Ant's production throughout the LP also shines with a mix of traditional sound, jazz and soul sampled instrumentals over completely off-the-wall electronic beats that remind me of some of Paul White's music on recent Danny Brown albums. "In my head” is a highlight, with the relatively sparse production beneath echoing synths and unconventional piano touches. It perfectly complements Slug's distorted vocals and his lyrics about fear and paranoia. Or the penultimate 6-minute piece"Fire sculpture”, It is guided by a basic line that is almost reminiscent ofundergroundthema uit Super Mario Bros.There are a lot of strange space-age sound effects as Slug composes his final, most important farewell. “If I go, I hope I go for supernatural reasons. But man, I'm exhausted, it's all about how you deal with your losses and whether or not you recognize that you're toxic. You are a product of placing prophecy below profit. The last lyrics of the song give some context to the album title: “Let's bring it back to the original theme. It's a graham cracker, marshmallow and some chocolate. These would be the ingredients for s'mores, and with a word in each letter you getThere are so many other realities at once. In an interview with British rap magazine UKHH, Slug says "I called it that because I wanted people to try it and say it," but doesn't specifically say why "s'mores" was his favorite snack nickname.
At the end of the album is the "Okayreplay, which I could have done with or without. I think "Sculpting With Fire" is such a strong conclusion to the world created by the atmosphere, but playing the opener again cleans up the palette a bit and reinforces the idea of persistence even from unpredictability.

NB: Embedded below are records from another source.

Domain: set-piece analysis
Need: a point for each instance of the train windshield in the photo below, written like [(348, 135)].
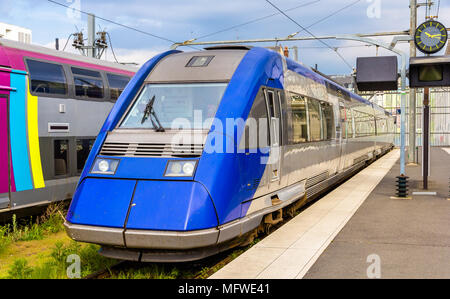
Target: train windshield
[(175, 106)]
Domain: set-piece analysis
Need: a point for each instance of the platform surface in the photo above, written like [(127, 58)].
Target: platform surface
[(410, 237), (293, 249)]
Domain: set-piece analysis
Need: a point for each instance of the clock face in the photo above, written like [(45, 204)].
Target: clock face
[(431, 37)]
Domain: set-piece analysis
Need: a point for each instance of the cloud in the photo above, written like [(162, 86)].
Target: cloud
[(180, 20)]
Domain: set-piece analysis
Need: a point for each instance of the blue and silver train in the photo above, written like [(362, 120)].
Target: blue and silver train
[(204, 149)]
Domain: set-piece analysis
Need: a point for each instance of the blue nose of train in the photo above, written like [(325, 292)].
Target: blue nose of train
[(143, 205)]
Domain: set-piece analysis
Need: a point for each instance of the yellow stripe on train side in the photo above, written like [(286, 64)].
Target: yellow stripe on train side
[(33, 140)]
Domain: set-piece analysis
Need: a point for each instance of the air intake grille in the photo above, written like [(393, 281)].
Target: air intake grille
[(151, 150)]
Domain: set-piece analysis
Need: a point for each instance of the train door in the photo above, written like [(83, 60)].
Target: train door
[(274, 108), (4, 153)]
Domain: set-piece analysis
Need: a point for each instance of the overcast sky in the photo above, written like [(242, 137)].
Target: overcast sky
[(179, 20)]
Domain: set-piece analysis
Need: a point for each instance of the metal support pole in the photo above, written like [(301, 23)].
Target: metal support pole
[(91, 36), (412, 91), (295, 53)]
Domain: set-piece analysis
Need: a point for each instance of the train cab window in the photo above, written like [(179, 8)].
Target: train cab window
[(47, 78), (314, 120), (61, 155), (84, 147), (117, 84), (299, 119), (175, 106), (327, 121), (88, 83)]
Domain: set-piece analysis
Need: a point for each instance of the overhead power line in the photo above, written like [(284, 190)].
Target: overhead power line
[(310, 33), (255, 20)]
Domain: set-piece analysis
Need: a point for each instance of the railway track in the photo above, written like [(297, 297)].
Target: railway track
[(190, 270)]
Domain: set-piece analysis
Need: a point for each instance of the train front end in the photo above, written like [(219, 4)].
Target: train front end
[(151, 189)]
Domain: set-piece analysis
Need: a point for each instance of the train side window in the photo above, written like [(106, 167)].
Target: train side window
[(327, 121), (61, 148), (271, 102), (299, 119), (88, 83), (46, 77), (314, 120), (117, 84), (349, 123), (257, 128), (84, 147)]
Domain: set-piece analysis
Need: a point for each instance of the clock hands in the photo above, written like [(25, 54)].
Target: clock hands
[(433, 36)]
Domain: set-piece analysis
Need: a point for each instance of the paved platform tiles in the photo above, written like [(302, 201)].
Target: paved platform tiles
[(290, 251)]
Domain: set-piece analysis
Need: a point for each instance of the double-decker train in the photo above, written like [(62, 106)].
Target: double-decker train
[(204, 148), (52, 106)]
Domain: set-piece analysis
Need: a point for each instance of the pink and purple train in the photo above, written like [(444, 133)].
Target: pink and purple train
[(52, 106)]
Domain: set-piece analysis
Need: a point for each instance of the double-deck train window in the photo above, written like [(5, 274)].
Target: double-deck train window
[(84, 147), (117, 84), (299, 119), (88, 83), (48, 78), (61, 149)]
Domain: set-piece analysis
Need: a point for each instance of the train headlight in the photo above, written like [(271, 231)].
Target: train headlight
[(105, 166), (180, 168)]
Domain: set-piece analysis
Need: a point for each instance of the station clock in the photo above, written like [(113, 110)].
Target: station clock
[(431, 37)]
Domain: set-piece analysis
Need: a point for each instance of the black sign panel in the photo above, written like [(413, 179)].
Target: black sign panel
[(429, 71), (377, 73)]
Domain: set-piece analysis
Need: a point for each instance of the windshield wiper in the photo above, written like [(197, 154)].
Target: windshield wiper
[(149, 112)]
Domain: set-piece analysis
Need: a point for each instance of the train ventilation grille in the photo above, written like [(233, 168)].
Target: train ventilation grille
[(151, 150)]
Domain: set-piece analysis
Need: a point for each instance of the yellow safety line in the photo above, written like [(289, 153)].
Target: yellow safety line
[(33, 140)]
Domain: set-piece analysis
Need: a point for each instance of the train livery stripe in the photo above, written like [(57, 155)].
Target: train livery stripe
[(18, 133), (33, 139)]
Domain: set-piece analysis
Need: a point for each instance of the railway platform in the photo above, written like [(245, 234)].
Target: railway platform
[(358, 224)]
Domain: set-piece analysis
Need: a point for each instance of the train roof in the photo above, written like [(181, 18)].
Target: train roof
[(211, 65), (65, 55)]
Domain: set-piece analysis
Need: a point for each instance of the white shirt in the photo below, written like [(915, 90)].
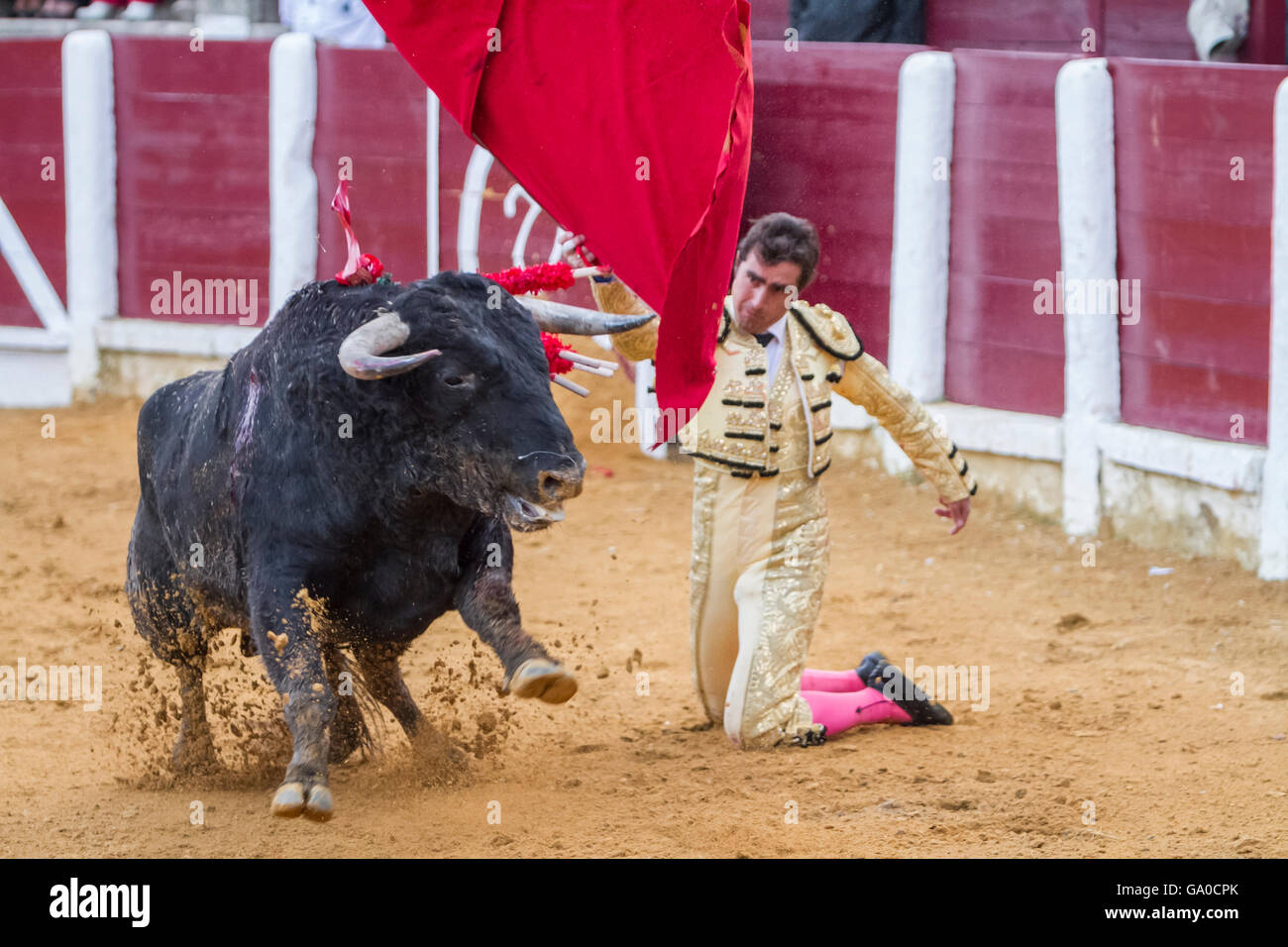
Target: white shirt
[(774, 350)]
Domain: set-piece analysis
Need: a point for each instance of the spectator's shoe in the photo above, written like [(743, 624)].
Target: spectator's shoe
[(97, 11), (138, 9), (879, 673)]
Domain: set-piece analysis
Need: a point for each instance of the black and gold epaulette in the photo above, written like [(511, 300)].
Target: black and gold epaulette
[(829, 330)]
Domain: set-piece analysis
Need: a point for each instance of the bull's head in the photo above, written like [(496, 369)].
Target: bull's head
[(478, 376)]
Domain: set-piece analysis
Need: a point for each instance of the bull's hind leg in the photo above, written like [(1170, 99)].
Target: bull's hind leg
[(194, 750), (287, 641), (485, 602), (167, 621)]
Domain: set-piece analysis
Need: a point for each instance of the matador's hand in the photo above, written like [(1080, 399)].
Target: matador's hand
[(570, 252), (957, 512)]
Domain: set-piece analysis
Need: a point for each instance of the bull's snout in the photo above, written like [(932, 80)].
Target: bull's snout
[(561, 480)]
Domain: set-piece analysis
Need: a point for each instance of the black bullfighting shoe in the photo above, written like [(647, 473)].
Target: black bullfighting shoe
[(879, 673), (814, 736), (870, 664)]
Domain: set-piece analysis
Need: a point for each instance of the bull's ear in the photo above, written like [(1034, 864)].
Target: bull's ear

With this, moments that have no power are depletedSo many other realitiesthey are tiny compared to how great most of them are. Even closing the coda of another song does not affect the time.
Atmosphere is one of the most prolific hip-hop artists active today (not counting the dozens of mixtape rappers), averaging an album every two years since 1997. For any group, no matter how good, it's too rare for any release to be knocked out at this rate. Although I haven't loved or listened to every album since thenWhen life is against, it's a real achievement that they can release such a compelling record on so many mediums so late in their career. And if I've watched Atmosphere long enough, I don't think we'll have to wait long for the next one. At least not in this reality.
Logan Archer Mounts once almost got kicked off the Warped Tour for shouting Disturbed during a band's acoustic set. He currently lives in Rolling Meadows, IL, but tells everyone he lives in Palatine.